Jonathan Turley, constitutional law professor at George Washington University, said the Framers “would have been astonished by the absolute passivity, if not the collusion” of the Democrats in protecting Bush.
Congress made a pact with the devil, funding the Afghanistan and Iraq wars for another year while pardoning telecommunication firms for crimes committed while spying.
Seymour Hersh, writing in the July 7 New Yorker, revealed another of the daily outrages of the Bush administration agreed to by Democratic and Republican leaders of Congress.
They authorized--in secret--$400,000 for a Presidential Finding to destablize the Iranian government. Hersh writes: “The Finding was focused on undermining Iran’s nuclear ambitions and trying to undermine the government through regime change. ”
Plus ça change, plus c’est la même chose.

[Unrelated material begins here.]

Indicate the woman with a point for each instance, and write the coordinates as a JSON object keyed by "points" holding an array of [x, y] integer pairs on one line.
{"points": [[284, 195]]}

Prime Minister Mossedegh nationalized Iran’s oil so he was overthrown in 1953 by a CIA-engineered coup.
The limits of presidental power were spelled out by the Supreme Court in Youngstown Sheet and Tube v. Sawyer (1952). The court overturned President Truman’s seizure of steel plants to end a strike during the Korean War.
Justice Jackson, in a concurring opinion, said seizure “represents an exercise of authority without law.” The president should never be above the law.
Using the ersatz cover of executive power, Bush has done extensive damage to the sacred beliefs of America, worldwide opinion of the United States and democracy.

1 Comments:

Blogger Unknown said...

I think you misunderstand Alan Greenspan's comments. What he meant was that oil is the reason why the Middle East is plays an important part in our foreign policy concern.